In recent years, mutations in two metabolic enzymes, isocitrate dehydrogenase 1 and isocitrate dehydrogenase 2 (IDH1 and IDH2), have been determined to be present in approximately 20% of acute myeloid leukemia (AML) . As a result, the mutant IDH protein has been confirmed as a potential drug target for the treatment of leukemia.
Now, a research team at Beth Israel Deaconess Medical Center has created a transgenic mouse model with IDH2 mutations, and in the process, answered a core question, that is, whether these protein IDH mutations are necessary for the initiation and maintenance of leukemia.
This study, currently published in Cell Stem Cell, confirms that IDH2 has a powerful carcinogenic effect and supports its use as a therapeutic target for blood cancer. Equally important, this transgenic model provides a tool for evaluating potential mutant IDH2 inhibitors.
Author Dr. Pier Paolo Pandolfi explained: The real hope is that one day we can develop drugs to treat patients with IDH2 mutant leukemia. We have demonstrated in transgenic animal models that IDH mutations lead to the initiation of acute leukemia in vivo, and that mutant IDH is necessary for the maintenance of leukemia cells.

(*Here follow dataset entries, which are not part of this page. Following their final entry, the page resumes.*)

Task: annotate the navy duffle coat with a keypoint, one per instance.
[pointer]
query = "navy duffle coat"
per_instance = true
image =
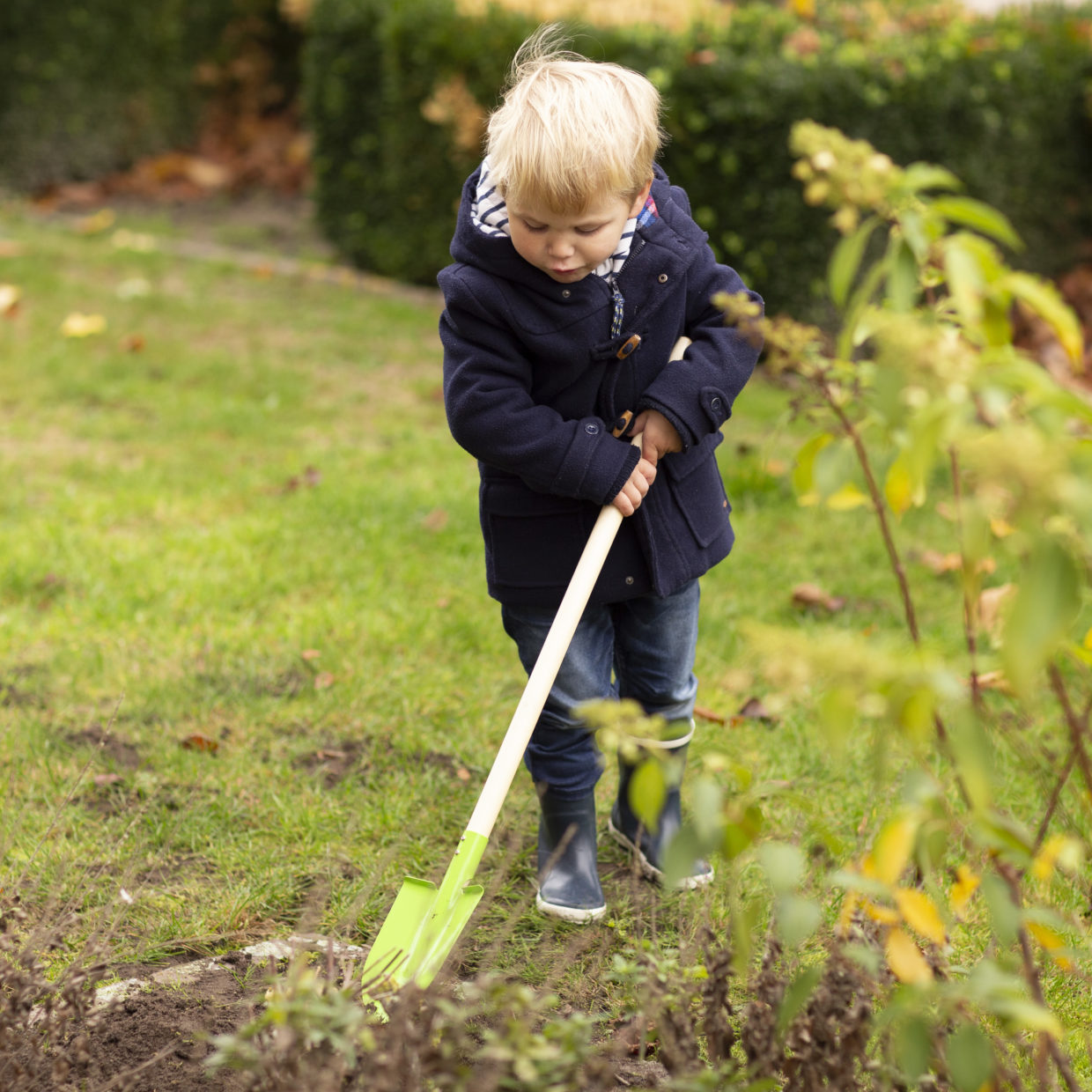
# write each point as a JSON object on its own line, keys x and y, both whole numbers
{"x": 534, "y": 383}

IDH1 and IDH2 proteins are key enzymes in the TCA cycle. These proteins mutate to acquire a new ability to produce 2-hydroxyglutamate (2HG), which has been shown to accumulate at high levels in cancer patients. The researchers' goal is to create animal models of IDH mutations, inducible and reversible.
IDH mutant animal models allow us to solve an important unresolved question: whether the inhibition of IDH mutant proteins during the active stage of the disease has an impact on tumor maintenance or progression. They studied two different models: a retroviral transduction model and a genetic engineering model (in which IDH mice were crossed with mice carrying other leukemia-related gene mutations).

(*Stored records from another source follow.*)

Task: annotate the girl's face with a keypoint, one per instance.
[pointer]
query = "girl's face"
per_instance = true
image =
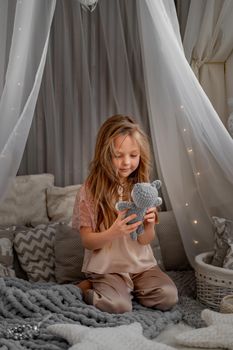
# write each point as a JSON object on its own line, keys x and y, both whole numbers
{"x": 127, "y": 155}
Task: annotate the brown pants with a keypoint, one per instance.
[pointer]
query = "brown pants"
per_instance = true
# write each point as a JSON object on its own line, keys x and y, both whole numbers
{"x": 114, "y": 292}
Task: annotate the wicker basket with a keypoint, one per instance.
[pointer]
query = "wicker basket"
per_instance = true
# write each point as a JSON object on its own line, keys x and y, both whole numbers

In the first model, IDH mutations combined with oncogenes HOXA9 and Meis1a, the results showed that after two weeks, 6 out of 8 animals showed complete remission of symptoms and no leukemia cells were detected. These results, the authors said, are surprising and encouraging, indicating that the occurrence of IDH mutation is an early event, and the occurrence of leukemia transformation is a follow-up event of genetic mutation.
Therefore, researchers went on to develop genetically modified models to study the genetics of human leukemia more closely. By crossing IDH2 mutant animals with other leukemia-related gene mutant mice, including the FMS-like tyrosine kinase 3 gene mutation (FLT3), it was found that the mutant IDH2 contributed to the initiation of leukemia in the body.
This new study has verified that the IDH mutant protein is a very powerful candidate target for targeted treatment of leukemia.